Duke meanwhile has made his way to the scouts' camp and machine-guns their tent, with Franklin still inside. When Louie and Richard return they initially believe him to be dead, until he awakens and Belz and Tim arrive. The Owl Patrol tries to flee the mountain, but realize that their engine has been stolen by the Grunskys, who only agree to return it if their status as Cub Scouts is restored. When trying to retrieve the engine they witness Duke non-fatally shooting one of his accomplices and flee into the woods while Duke swears they won't get off the mountain alive. The Grunskys' own car is sabotaged by the same squirrel as before, who chews through the wires of their engine.

Fleeing through the woods, the scouts tumble down a hill and discover their missing pack, the loss of which led to their failure thirty years ago. It contains a map, compass, and other survival tools, and the troop decides that this is fate giving them another chance to "beat this goddamn mountain."

They build a raft to escape downriver, but an attack from Duke separates Tim from the group. He ends up surfing part of the raft down a waterfall, fulfilling a prophecy made earlier by his psychic girlfriend about a "wave that never ends." Tim survives and makes it to a Park Ranger station, but it is abandoned. He calls the police, but they have had too many conflicting reports about Duke's whereabouts and dismiss his claims.
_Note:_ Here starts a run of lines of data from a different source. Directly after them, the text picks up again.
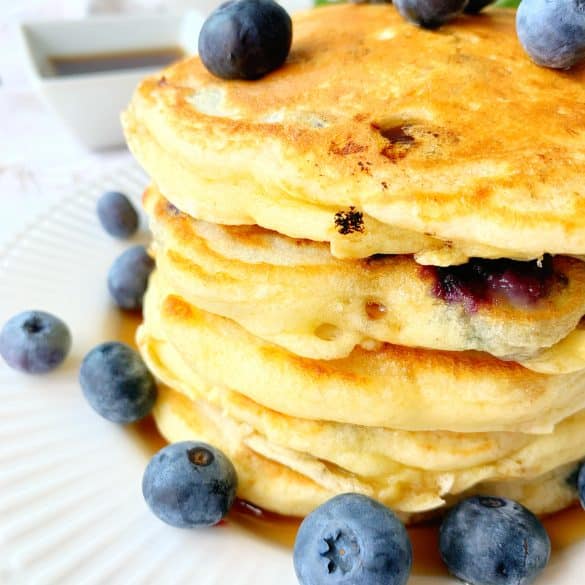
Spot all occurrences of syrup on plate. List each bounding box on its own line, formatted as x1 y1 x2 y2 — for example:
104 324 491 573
119 311 585 576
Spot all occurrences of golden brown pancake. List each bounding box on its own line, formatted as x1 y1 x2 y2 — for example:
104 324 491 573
123 5 585 263
151 384 579 519
145 185 585 367
144 363 580 519
139 277 583 518
125 2 585 523
141 272 585 434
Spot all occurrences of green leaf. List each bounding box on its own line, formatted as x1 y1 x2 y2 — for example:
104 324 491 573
313 0 521 6
494 0 520 7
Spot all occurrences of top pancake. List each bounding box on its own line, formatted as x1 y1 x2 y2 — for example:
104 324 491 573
123 5 585 262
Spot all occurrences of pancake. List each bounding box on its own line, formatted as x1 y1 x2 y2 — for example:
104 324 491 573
142 271 585 434
152 385 579 519
123 5 585 263
140 282 583 518
143 356 585 521
145 185 585 367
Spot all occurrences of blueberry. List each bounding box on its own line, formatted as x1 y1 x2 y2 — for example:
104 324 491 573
516 0 585 70
79 342 157 423
107 245 154 311
439 496 551 585
394 0 468 28
464 0 494 13
0 311 71 374
97 191 139 238
567 462 583 491
577 463 585 506
198 0 292 80
294 493 412 585
142 441 238 528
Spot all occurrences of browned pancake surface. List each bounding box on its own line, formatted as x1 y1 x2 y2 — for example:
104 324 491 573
125 5 585 260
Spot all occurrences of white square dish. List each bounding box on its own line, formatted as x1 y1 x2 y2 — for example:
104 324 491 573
18 12 203 150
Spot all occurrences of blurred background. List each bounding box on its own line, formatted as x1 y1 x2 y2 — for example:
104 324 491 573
0 0 518 245
0 1 303 245
0 1 293 166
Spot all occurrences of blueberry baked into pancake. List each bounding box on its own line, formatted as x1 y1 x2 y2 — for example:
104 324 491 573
145 185 585 368
122 1 585 582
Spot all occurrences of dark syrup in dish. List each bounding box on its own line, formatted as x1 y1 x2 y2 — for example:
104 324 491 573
48 47 185 77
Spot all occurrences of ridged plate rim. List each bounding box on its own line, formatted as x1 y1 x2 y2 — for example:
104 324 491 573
0 164 582 585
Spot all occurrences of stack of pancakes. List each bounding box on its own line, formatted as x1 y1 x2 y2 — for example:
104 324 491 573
123 4 585 521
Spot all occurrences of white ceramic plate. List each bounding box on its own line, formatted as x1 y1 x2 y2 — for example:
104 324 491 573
0 164 583 585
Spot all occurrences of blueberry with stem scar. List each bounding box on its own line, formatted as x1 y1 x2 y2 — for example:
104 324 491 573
0 311 71 374
294 493 412 585
142 441 238 528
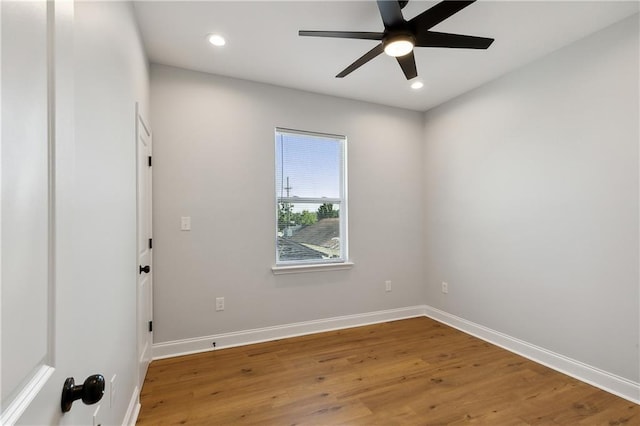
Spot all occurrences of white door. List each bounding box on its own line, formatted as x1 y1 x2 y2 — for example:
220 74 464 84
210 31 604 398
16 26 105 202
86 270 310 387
2 2 115 424
0 0 53 421
136 107 153 389
1 1 77 424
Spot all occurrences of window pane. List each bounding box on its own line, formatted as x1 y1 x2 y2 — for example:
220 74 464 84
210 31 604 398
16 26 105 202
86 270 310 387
275 131 342 199
277 202 341 262
275 128 346 266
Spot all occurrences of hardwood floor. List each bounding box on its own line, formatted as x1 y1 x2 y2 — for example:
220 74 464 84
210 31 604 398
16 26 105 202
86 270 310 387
137 317 637 425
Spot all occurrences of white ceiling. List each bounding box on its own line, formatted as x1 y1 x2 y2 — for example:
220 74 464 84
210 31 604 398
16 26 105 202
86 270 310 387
133 1 639 112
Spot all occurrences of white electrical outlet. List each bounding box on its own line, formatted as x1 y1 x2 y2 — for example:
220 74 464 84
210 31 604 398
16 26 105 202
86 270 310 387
215 297 225 311
385 280 392 292
442 282 449 294
110 374 116 408
180 216 191 231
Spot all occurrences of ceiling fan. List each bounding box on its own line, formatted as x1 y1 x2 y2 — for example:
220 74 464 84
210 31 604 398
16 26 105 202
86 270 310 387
299 0 494 80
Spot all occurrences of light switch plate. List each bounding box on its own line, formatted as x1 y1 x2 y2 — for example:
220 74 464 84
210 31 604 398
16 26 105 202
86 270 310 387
180 216 191 231
215 297 225 311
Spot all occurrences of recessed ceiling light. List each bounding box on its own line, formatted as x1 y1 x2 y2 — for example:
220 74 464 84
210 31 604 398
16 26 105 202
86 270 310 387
208 34 226 47
410 80 424 90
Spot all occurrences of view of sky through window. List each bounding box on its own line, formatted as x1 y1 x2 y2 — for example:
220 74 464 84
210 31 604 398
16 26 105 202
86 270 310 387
276 131 342 203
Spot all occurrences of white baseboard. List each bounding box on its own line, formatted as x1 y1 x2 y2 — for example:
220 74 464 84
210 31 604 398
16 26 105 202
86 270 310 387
152 305 426 360
149 304 639 405
424 305 640 405
122 385 141 426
The other scouts trick Duke with a prank the Grunskys pulled on Richard when they were kids, baiting him with a dollar on the ground and suspending him from a tree with a snare trap. However the squirrel returns yet again and chews through the ropes, freeing Duke. He prepares to execute the Owl patrol, but is suddenly set upon and beaten by their mothers, whom Tim has summoned as a last resort. The FBI arrives and tells them that there is a large reward on Duke's head, which the scouts decide should go to Louie because he is the one who got them through the ordeal. In the final scene the seven scouts of the Owl Patrol are finally awarded the Arrow of Light for their deeds, in front of a cheering crowd of scouts.

==Reception==
The Wrong Guys grossed $1.1 million in total ticket sales.

The film was originally available on VHS and Laserdisc. It was released on DVD in 1.85:1 anamorphic widescreen on March 19, 2002, by Anchor Bay Entertainment.

It was released on DVD again on October 11, 2011, as a double feature along with Night Patrol by Image Entertainment.